Whilst L2–Beijing seems to be expanding in several regions of Africa, no study has formally investigated the evolutionary history of L2–Beijing on the continent. In this study, we used whole genome sequencing data from a global collection of L2 clinical strains to determine the most likely geographical origin of L2–Beijing in Africa and its spread across the continent.

Materials and Methods

Identification of Lineage 2 Strains and Whole-Genome Sequencing

We obtained whole-genome sequencing data of L2 strains from the two previously largest studies focusing on the evolutionary history and global spread of L2–Beijing strains (Luo et al., 2015; Merker et al., 2015). We then identified additional published genomes as African and non-African representatives of L2–Beijing strains from other studies (Comas et al., 2010, 2013; Casali et al., 2012, 2014; Kato-Maeda et al., 2012; Zhang et al., 2013; Portevin et al., 2014; Guerra-Assunção et al., 2015; Koch et al., 2017; Manson et al., 2017). Moreover, we newly sequenced 116 additional L2–Beijing strains using Illumina HiSeq 2000/2500 paired end technology (PRJNA488343). In total, we included 781 L2 genome sequences (Figure S1 and Table S1).

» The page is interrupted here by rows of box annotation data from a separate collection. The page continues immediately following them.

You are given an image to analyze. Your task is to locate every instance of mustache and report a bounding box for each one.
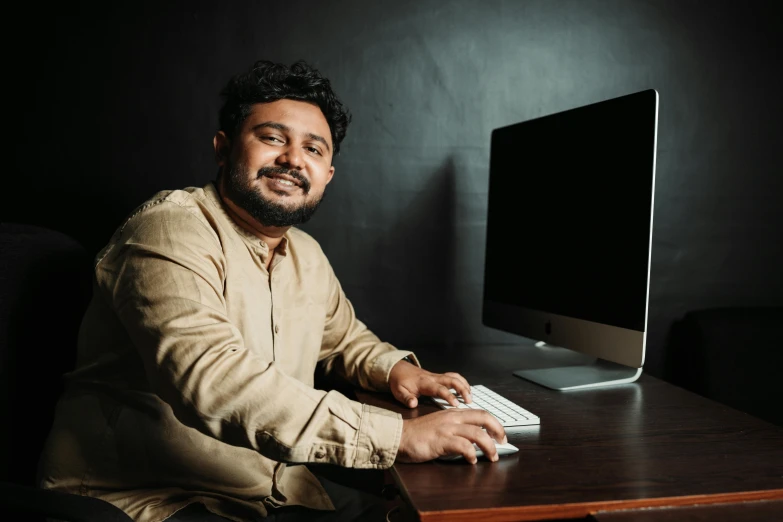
[258,167,310,194]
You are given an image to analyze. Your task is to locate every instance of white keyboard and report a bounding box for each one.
[432,384,541,428]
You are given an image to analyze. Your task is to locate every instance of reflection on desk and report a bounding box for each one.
[592,500,783,522]
[357,347,783,522]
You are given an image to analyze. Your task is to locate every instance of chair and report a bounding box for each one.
[0,223,131,522]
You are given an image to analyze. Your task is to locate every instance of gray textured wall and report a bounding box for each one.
[11,0,783,384]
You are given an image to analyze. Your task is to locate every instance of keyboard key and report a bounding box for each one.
[432,384,541,428]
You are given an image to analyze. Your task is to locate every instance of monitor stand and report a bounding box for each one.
[514,342,642,390]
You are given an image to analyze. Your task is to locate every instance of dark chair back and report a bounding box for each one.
[0,223,92,486]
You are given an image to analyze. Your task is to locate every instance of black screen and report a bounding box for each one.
[484,90,657,331]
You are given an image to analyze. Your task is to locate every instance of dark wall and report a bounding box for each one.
[4,0,783,398]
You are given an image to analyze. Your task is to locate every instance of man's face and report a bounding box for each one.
[215,100,334,227]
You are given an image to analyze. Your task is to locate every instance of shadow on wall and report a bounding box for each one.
[664,307,783,426]
[353,157,461,348]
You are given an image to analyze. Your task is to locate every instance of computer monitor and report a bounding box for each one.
[482,89,658,390]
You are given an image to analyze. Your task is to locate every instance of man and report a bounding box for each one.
[40,61,505,522]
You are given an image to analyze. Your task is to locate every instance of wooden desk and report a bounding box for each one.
[357,346,783,522]
[593,500,783,522]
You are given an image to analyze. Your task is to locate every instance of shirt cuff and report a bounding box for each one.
[370,350,421,392]
[351,404,402,469]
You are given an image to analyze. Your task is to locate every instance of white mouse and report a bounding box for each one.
[438,442,519,460]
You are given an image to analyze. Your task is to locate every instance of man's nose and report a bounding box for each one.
[277,147,304,170]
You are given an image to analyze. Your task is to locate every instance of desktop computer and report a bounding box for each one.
[482,89,658,390]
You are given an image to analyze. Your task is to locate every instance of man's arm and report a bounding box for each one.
[319,254,419,391]
[96,201,402,468]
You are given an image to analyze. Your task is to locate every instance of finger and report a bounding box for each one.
[432,382,459,408]
[441,374,473,402]
[454,424,498,462]
[451,409,508,444]
[441,436,478,464]
[394,386,419,408]
[443,372,470,394]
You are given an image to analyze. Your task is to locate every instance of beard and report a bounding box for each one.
[225,158,326,227]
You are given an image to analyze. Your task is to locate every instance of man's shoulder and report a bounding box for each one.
[96,187,217,262]
[125,187,206,219]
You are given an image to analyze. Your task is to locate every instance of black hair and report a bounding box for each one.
[219,60,351,156]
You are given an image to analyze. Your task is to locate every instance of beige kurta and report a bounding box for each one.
[39,183,410,522]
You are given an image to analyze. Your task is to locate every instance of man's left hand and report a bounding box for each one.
[389,361,473,408]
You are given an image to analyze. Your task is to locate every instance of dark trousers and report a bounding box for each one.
[165,476,387,522]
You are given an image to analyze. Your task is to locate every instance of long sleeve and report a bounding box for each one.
[96,199,402,468]
[320,260,419,391]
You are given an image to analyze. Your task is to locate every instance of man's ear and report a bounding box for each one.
[212,131,231,168]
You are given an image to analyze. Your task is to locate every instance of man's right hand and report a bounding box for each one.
[396,408,508,464]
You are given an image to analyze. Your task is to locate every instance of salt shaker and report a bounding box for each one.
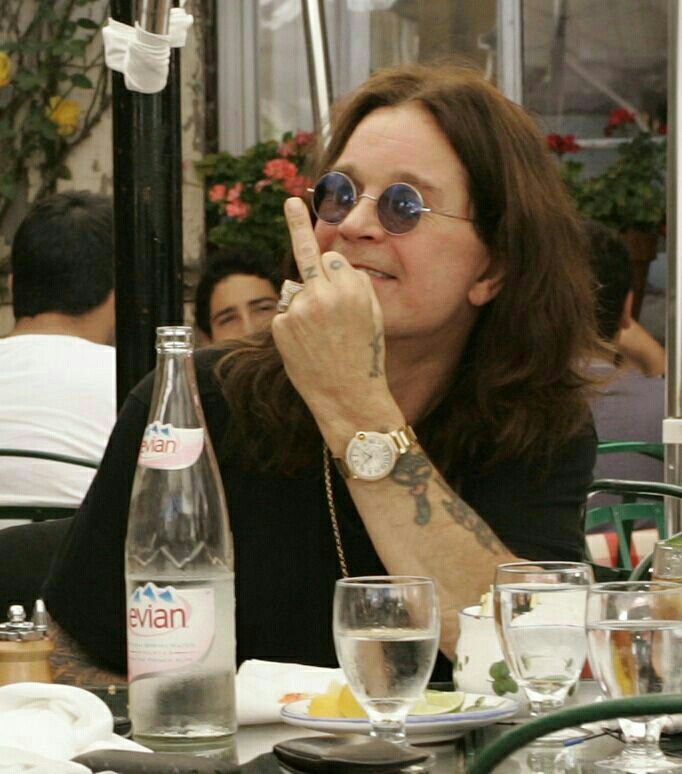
[0,599,54,685]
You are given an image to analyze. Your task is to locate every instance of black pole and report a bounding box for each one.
[111,0,183,408]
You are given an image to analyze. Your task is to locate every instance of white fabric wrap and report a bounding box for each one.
[102,8,194,94]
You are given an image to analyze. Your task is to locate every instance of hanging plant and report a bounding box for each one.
[0,0,110,227]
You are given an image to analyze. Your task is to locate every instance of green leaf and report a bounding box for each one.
[64,38,88,57]
[0,118,15,140]
[76,16,99,30]
[71,73,92,89]
[0,175,17,199]
[14,70,44,91]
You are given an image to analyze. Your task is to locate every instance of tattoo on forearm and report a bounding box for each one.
[391,451,432,524]
[369,331,384,379]
[434,476,504,554]
[49,620,126,685]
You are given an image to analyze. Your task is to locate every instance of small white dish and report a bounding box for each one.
[280,693,519,743]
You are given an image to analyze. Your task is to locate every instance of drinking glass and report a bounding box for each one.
[585,581,682,772]
[334,575,440,743]
[651,532,682,583]
[493,562,593,728]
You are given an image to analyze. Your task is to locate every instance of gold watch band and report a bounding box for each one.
[332,425,417,479]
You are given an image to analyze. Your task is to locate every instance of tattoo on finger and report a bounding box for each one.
[369,331,384,379]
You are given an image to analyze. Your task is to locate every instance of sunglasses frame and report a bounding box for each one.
[306,169,474,236]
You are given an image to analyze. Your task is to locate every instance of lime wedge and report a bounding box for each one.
[410,691,465,715]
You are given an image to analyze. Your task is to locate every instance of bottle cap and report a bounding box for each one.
[0,599,47,642]
[156,325,194,352]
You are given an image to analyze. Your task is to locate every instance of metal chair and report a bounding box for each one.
[467,693,682,774]
[0,449,99,521]
[597,441,665,461]
[584,478,682,573]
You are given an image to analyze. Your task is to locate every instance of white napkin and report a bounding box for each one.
[236,659,346,726]
[0,683,147,774]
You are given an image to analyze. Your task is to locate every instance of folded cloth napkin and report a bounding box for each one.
[0,683,146,774]
[237,659,346,726]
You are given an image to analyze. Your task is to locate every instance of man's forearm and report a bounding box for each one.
[49,619,127,685]
[348,447,516,657]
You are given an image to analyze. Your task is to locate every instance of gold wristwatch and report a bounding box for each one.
[334,425,417,481]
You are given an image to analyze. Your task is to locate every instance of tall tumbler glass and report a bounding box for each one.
[494,562,593,741]
[585,581,682,772]
[334,576,440,743]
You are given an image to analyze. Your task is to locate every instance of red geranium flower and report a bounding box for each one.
[208,183,227,202]
[225,199,251,220]
[263,159,298,180]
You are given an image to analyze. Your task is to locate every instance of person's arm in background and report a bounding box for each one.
[615,320,666,376]
[43,388,151,681]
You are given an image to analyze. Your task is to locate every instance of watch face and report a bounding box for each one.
[346,432,397,481]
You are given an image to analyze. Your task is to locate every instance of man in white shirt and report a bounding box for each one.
[587,222,665,481]
[0,191,116,506]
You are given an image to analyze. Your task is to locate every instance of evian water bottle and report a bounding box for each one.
[125,326,236,751]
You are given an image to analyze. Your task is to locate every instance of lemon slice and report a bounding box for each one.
[410,691,465,715]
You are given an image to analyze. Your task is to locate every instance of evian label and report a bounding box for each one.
[127,583,215,680]
[137,422,204,470]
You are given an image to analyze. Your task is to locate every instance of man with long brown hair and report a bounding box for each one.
[46,66,599,676]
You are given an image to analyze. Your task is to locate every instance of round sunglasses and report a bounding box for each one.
[308,172,473,236]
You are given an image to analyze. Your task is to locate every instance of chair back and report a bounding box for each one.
[584,482,682,572]
[0,449,99,521]
[597,441,665,461]
[467,693,682,774]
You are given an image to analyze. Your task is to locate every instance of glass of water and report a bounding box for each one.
[334,575,440,743]
[585,581,682,772]
[493,562,593,728]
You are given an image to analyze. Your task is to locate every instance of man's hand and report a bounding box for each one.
[272,198,401,451]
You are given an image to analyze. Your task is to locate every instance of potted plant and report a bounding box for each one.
[197,131,314,261]
[547,108,666,317]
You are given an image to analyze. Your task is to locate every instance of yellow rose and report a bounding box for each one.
[45,97,81,137]
[0,51,12,89]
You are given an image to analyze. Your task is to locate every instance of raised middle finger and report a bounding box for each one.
[284,196,324,283]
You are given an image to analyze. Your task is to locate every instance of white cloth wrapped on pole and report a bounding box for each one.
[102,8,194,94]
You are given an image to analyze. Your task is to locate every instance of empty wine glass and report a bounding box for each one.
[493,562,593,743]
[585,581,682,772]
[334,576,440,743]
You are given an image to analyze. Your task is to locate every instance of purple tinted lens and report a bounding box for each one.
[377,183,422,234]
[313,172,356,225]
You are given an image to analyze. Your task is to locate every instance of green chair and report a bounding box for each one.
[467,693,682,774]
[584,478,682,573]
[0,449,99,521]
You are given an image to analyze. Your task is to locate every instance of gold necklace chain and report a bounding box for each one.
[322,443,349,578]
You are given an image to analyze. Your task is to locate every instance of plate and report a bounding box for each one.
[280,693,519,742]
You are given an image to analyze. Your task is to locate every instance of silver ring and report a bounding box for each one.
[277,280,304,312]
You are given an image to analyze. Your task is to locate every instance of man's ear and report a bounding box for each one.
[468,266,504,306]
[618,290,635,329]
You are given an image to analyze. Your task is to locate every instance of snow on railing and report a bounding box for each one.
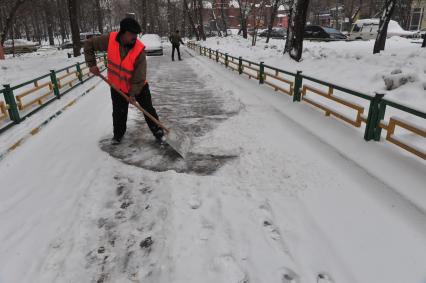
[188,42,426,160]
[0,54,106,133]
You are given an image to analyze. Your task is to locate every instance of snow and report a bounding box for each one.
[355,18,415,36]
[202,36,426,131]
[0,48,84,86]
[229,0,240,8]
[0,43,426,283]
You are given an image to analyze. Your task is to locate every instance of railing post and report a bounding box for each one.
[3,84,21,124]
[374,100,386,141]
[259,62,265,84]
[50,70,61,98]
[75,62,83,82]
[104,53,108,68]
[364,93,385,141]
[293,71,303,102]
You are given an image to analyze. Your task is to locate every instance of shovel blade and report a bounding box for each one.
[166,129,191,159]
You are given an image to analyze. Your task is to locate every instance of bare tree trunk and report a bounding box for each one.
[220,0,228,36]
[181,1,186,37]
[0,44,4,60]
[238,0,249,39]
[183,0,200,41]
[198,0,206,41]
[43,0,55,46]
[141,0,147,33]
[56,0,66,43]
[373,0,396,54]
[266,0,280,43]
[95,0,104,34]
[212,0,222,36]
[0,0,25,45]
[68,0,81,57]
[251,1,257,46]
[24,16,31,41]
[284,0,309,61]
[167,0,172,34]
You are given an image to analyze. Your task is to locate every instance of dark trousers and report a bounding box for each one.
[111,84,160,139]
[172,44,181,60]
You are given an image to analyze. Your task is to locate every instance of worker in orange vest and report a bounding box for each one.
[84,18,164,144]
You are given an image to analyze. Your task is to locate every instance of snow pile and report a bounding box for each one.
[0,49,84,86]
[201,36,426,109]
[383,69,417,90]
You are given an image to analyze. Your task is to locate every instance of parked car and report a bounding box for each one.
[259,28,287,39]
[349,19,415,40]
[304,26,347,41]
[80,31,101,42]
[141,34,163,56]
[3,39,39,54]
[414,28,426,38]
[60,32,102,49]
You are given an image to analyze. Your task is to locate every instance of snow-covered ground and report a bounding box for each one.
[201,35,426,110]
[198,36,426,155]
[0,46,84,86]
[0,44,426,283]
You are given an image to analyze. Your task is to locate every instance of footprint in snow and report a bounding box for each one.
[188,194,201,209]
[280,267,299,283]
[214,255,249,283]
[317,272,334,283]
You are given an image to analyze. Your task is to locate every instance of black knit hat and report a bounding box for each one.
[120,18,142,34]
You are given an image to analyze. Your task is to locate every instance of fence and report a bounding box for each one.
[188,42,426,160]
[0,54,106,133]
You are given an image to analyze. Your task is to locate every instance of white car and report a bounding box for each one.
[3,39,39,54]
[140,34,163,56]
[349,19,415,40]
[414,28,426,38]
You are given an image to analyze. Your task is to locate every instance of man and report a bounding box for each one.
[84,18,164,144]
[169,30,185,61]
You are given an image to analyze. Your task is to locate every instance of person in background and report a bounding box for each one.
[169,30,185,61]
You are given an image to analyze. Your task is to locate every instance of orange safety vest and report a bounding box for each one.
[108,31,147,93]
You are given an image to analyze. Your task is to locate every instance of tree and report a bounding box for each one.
[68,0,81,57]
[183,0,200,41]
[266,0,280,43]
[373,0,397,54]
[220,0,228,36]
[0,0,25,46]
[95,0,104,33]
[238,0,251,39]
[284,0,309,61]
[251,0,265,46]
[194,0,206,41]
[43,0,55,46]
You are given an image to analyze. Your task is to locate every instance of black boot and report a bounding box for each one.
[111,137,122,145]
[154,128,165,144]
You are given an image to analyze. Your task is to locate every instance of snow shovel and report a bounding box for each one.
[99,74,191,159]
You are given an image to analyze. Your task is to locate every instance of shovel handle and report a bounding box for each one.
[99,74,170,133]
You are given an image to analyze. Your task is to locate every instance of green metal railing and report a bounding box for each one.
[188,42,426,162]
[0,54,106,133]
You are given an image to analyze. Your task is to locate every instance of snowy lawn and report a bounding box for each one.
[0,45,426,283]
[199,36,426,155]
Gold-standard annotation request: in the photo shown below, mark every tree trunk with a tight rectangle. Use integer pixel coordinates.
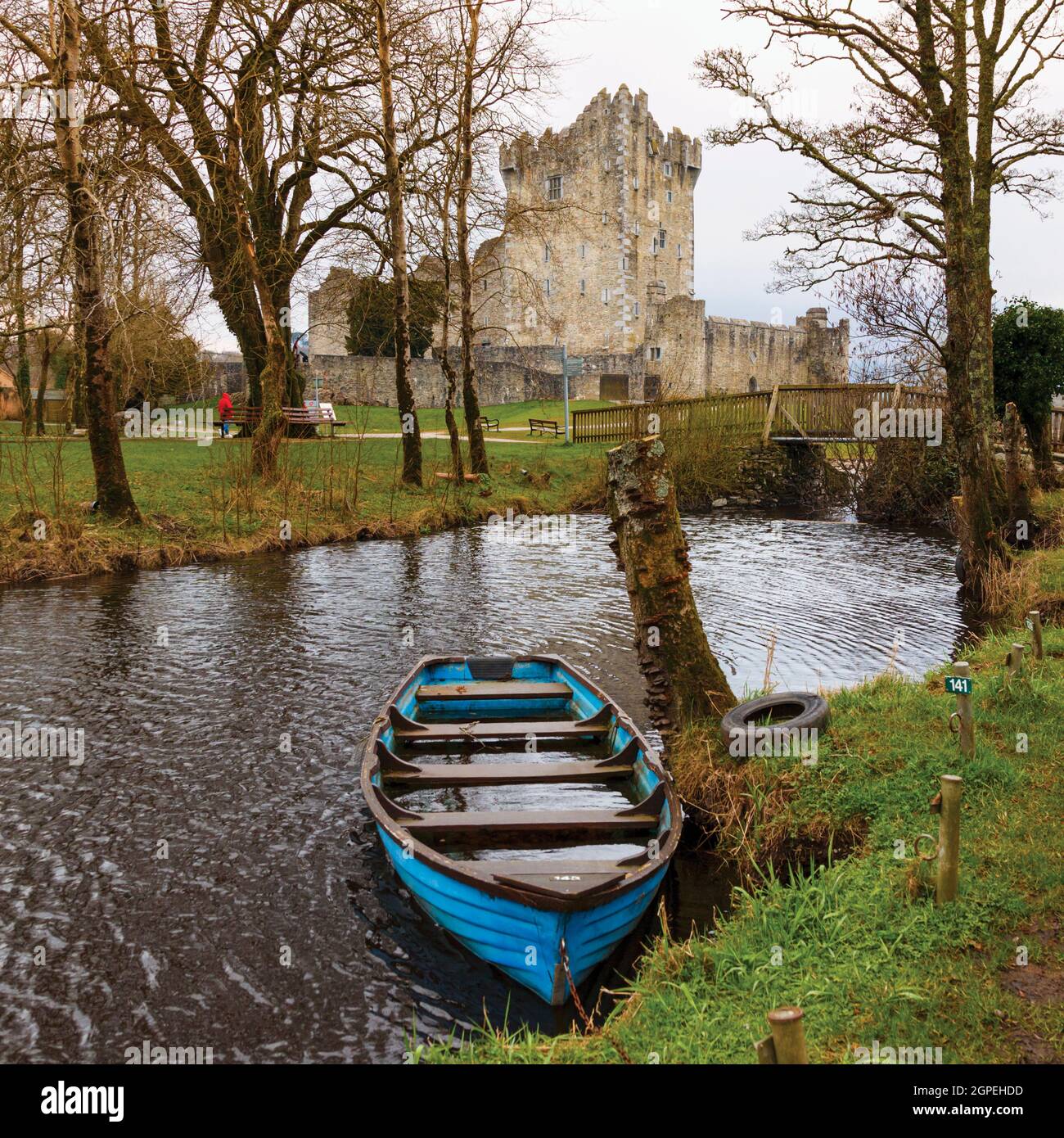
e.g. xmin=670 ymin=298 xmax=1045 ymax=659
xmin=606 ymin=437 xmax=737 ymax=738
xmin=53 ymin=0 xmax=140 ymax=522
xmin=942 ymin=147 xmax=1007 ymax=598
xmin=458 ymin=0 xmax=488 ymax=475
xmin=34 ymin=331 xmax=52 ymax=435
xmin=376 ymin=0 xmax=421 ymax=486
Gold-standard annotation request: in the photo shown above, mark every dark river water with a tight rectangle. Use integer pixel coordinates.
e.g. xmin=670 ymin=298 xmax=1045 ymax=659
xmin=0 ymin=513 xmax=965 ymax=1063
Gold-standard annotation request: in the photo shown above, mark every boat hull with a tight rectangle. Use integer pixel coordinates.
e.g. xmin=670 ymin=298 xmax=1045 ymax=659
xmin=378 ymin=826 xmax=668 ymax=1006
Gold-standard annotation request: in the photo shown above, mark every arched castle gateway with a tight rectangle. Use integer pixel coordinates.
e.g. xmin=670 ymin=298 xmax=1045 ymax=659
xmin=311 ymin=85 xmax=849 ymax=406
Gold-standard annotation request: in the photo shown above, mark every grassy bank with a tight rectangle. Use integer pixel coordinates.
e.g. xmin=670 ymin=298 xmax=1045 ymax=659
xmin=422 ymin=497 xmax=1064 ymax=1063
xmin=0 ymin=436 xmax=606 ymax=580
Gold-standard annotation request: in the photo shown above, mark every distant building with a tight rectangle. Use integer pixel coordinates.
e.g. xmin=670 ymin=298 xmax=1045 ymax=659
xmin=309 ymin=84 xmax=849 ymax=399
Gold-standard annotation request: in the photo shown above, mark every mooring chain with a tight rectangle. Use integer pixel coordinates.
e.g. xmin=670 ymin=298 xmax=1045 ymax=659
xmin=560 ymin=937 xmax=593 ymax=1031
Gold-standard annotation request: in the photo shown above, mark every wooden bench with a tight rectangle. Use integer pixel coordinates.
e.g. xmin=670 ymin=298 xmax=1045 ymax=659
xmin=224 ymin=408 xmax=347 ymax=436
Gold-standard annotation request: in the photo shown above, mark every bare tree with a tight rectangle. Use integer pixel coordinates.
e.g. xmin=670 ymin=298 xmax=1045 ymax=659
xmin=373 ymin=0 xmax=421 ymax=486
xmin=0 ymin=0 xmax=140 ymax=522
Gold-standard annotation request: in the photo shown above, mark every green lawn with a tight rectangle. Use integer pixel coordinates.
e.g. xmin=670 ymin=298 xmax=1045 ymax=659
xmin=0 ymin=437 xmax=606 ymax=580
xmin=336 ymin=400 xmax=613 ymax=437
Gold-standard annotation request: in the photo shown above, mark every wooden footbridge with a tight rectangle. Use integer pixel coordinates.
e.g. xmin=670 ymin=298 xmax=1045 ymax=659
xmin=572 ymin=383 xmax=945 ymax=443
xmin=572 ymin=383 xmax=1064 ymax=450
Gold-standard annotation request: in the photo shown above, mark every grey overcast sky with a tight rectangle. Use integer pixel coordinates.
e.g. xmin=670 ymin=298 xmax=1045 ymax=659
xmin=192 ymin=0 xmax=1064 ymax=348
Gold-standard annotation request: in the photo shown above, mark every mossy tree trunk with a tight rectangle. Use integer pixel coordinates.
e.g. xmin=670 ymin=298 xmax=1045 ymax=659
xmin=1024 ymin=411 xmax=1061 ymax=490
xmin=606 ymin=437 xmax=737 ymax=738
xmin=52 ymin=0 xmax=140 ymax=522
xmin=458 ymin=0 xmax=488 ymax=475
xmin=376 ymin=0 xmax=421 ymax=486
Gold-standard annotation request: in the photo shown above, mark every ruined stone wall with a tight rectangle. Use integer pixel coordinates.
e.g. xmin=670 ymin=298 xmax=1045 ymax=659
xmin=706 ymin=309 xmax=850 ymax=391
xmin=499 ymin=85 xmax=702 ymax=354
xmin=311 ymin=355 xmax=561 ymax=408
xmin=643 ymin=296 xmax=709 ymax=400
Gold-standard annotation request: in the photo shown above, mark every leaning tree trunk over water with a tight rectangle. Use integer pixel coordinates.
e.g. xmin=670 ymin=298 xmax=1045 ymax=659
xmin=606 ymin=437 xmax=737 ymax=738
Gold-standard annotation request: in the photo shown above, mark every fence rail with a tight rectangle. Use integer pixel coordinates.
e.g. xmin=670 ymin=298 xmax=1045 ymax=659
xmin=572 ymin=383 xmax=945 ymax=443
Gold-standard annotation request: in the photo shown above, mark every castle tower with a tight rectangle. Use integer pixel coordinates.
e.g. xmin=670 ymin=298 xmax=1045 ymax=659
xmin=494 ymin=85 xmax=702 ymax=354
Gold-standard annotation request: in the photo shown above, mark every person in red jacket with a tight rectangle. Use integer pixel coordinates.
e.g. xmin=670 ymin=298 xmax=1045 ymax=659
xmin=219 ymin=391 xmax=233 ymax=438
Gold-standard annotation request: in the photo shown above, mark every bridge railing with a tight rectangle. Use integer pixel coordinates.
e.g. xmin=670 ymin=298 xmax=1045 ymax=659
xmin=572 ymin=383 xmax=945 ymax=443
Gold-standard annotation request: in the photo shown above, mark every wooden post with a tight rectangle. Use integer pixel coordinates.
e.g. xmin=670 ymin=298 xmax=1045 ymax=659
xmin=954 ymin=660 xmax=976 ymax=759
xmin=761 ymin=383 xmax=779 ymax=446
xmin=606 ymin=437 xmax=737 ymax=736
xmin=934 ymin=775 xmax=964 ymax=905
xmin=769 ymin=1007 xmax=809 ymax=1066
xmin=1028 ymin=609 xmax=1043 ymax=660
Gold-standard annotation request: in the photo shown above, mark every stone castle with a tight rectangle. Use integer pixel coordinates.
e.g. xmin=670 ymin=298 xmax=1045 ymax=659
xmin=309 ymin=85 xmax=849 ymax=405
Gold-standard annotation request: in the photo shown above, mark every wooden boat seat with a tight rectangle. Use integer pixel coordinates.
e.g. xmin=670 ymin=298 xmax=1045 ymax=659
xmin=471 ymin=860 xmax=645 ymax=896
xmin=388 ymin=703 xmax=617 ymax=743
xmin=404 ymin=811 xmax=658 ymax=840
xmin=417 ymin=680 xmax=572 ymax=702
xmin=376 ymin=783 xmax=665 ymax=846
xmin=376 ymin=738 xmax=639 ymax=790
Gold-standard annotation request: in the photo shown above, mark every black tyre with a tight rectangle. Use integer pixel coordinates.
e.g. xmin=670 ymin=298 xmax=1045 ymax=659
xmin=720 ymin=692 xmax=828 ymax=758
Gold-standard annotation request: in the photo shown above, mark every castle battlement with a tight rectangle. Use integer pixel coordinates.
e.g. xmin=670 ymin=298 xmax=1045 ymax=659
xmin=311 ymin=83 xmax=849 ymax=399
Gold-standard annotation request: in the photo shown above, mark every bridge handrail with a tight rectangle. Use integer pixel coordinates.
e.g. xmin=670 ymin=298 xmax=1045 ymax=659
xmin=571 ymin=383 xmax=945 ymax=443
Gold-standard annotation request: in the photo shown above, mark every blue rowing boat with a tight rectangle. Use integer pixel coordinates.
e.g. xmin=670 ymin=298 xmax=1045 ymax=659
xmin=362 ymin=656 xmax=683 ymax=1005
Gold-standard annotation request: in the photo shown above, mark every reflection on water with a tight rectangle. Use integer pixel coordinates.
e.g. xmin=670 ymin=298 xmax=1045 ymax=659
xmin=0 ymin=514 xmax=964 ymax=1062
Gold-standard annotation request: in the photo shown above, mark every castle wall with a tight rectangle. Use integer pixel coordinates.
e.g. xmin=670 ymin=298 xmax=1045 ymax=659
xmin=706 ymin=309 xmax=850 ymax=391
xmin=309 ymin=85 xmax=849 ymax=406
xmin=499 ymin=85 xmax=702 ymax=354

Whole Genome Sequence Analysis and Phylogenetic Inference

We used a customized pipeline previously described to map short sequencing reads with BWA 0.6.2 to a reconstructed hypothetical MTBC ancestor used as reference (Comas et al., 2013). SAMtools 0.1.19 was used to call single nucleotide polymorphisms (SNPs), and these SNPs were annotated using ANNOVAR and customized scripts based on the M. tuberculosis H37Rv reference annotation (AL123456.2). For downstream analyses, we excluded SNPs in repetitive regions, those annotated in problematic regions such as “PE/PPE/PGRS” and SNPs in drug-resistance associated genes. Small insertions and deletions were also excluded from the analyses. Only SNPs with minimum coverage of 20x and minimum mapping quality of 30 were kept. All SNPs classified by Samtools as having frequencies of the major non-reference allele lower than 100% (AF1 <1) within each genome were considered to be heterogeneous and were treated as ambiguities and excluded, and were otherwise considered fixed (AF1 = 1). Mixed infections or contaminations were discarded by excluding genomes with more than 1,000 heterogeneous positions and genomes for which the number of heterogeneous SNPs was higher than the number of fixed SNPs. In addition we excluded genomes for which the number of fixed SNPs would fall below Q1–1.5 IQR of all fixed SNPs considering all L2 genomes (Q1 being the first quantile and IQR the inner quantile range as calculated in R3.5.0). All genomes were typed for lineage and sub-lineage using SNP markers as defined in Steiner et al. (2014) plus Coll et al. (2014) and those showing simultaneously more than one marker were excluded. We concatenated fixed SNPs from the variable positions obtained, which yielded a 32,269 bp alignment. The alignment was then used to infer a maximum likelihood phylogeny using RAxML 8.3.2 with a general time reversible (GTR) model in RAxML and 1,000 rapid bootstrap inferences, followed by a thorough maximum-likelihood search (Stamatakis, 2006). The topology was rooted using the reference strain, H37Rv which belongs to Lineage 4.

Phylogeographic Analyses

Reconstruction of the Ancestral Geographic Range

To investigate the likely geographic origin of L2–Beijing strains in Africa, we inferred the historical biogeography of L2 using the RASP software (Yu et al., 2015) on a representative subset of 422 genomes due to software's sample limitation. We achieved this by randomly removing clustered genomes (i.e., those with 12 or less SNP distances) from the same country of origin, using hierarchical clustering implemented in pvclust package in R (Suzuki and Shimodaira, 2006) on a distance matrix of the 781 genome sequences. We then applied a Bayesian binary based method (BBM) in RASP to reconstruct geographical states at the ancestral nodes on the best-scoring ML tree inferred with RAxML using the 422 L2 genomes. We used geographical regions (according to United Nations geoscheme) as proxy for origins of the L2 strains. In total 14 regions were loaded as geographic distributions (indicated in Table S1). The ancestral reconstruction was performed with the Proto-Beijing clade as outgroup. We finally ran Bayesian analysis with 10 chains and 50,000 generations.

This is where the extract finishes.